When documenting an API, it’s important to document assumptions and expectations, so users of the API know how to work with your code. Before I go any further, let me define what I mean by these very similar terms: to me, code that assumes something operates as if its assumptions are correct, and will likely fail if its assumptions turn out to be incorrect. Code that expects something operates as if its expectations are met, but will likely still operate correctly even if they aren’t. It’s not guaranteed to work, or guaranteed to fail; it’s likely to work, but someone should probably know about it and look into it.

Therein lies the rub: these are basically two types of assertions, one fatal, one not. What we need is an assertion framework that allows for warning-level assertion failures. What’s more, we need an assertion framework that is performant enough to be regularly enabled in production.

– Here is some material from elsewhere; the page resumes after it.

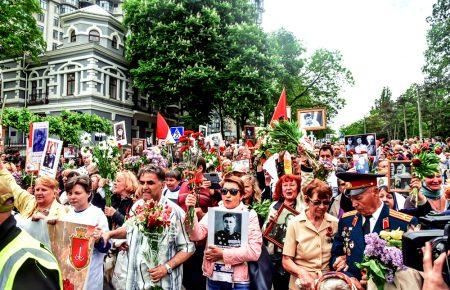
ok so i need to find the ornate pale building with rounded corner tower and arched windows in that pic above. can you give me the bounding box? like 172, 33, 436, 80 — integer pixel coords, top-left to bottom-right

So, any code that’s happily humming along in production, that says:

Assume.that(percentage).isBetween(0,100);

will fail immediately if percentage is outside those bounds. It’s assuming that percentage is between zero or one hundred, and if it assumes wrong, it will likely fail. Since it’s always better to fail fast, any case where percentage is outside that range should trigger a fatal error – preferably even if it’s running in production.

On the other hand, code that says:

Expect.that(numRows).isLessThan(1000);

will trigger a warning if numRows is over a thousand. It expects numRows to be under a thousand; if it isn’t, it can still complete correctly, but it may take longer than normal, or use more memory than normal, or it may simply be that if it got more rows than that, something may be amiss with the query that got the rows or the dataset the rows came from originally. It’s not a critical failure, but it’s cause for investigation.

Any assumption or expectation that fails should of course be automatically and immediately reported to the development team for investigation. Naturally a failed assumption, being fatal, should take priority over a failed expectation, which is recoverable.

This not only provides greater flexibility than a simple assertion framework, it also provides more explicit self-documenting code.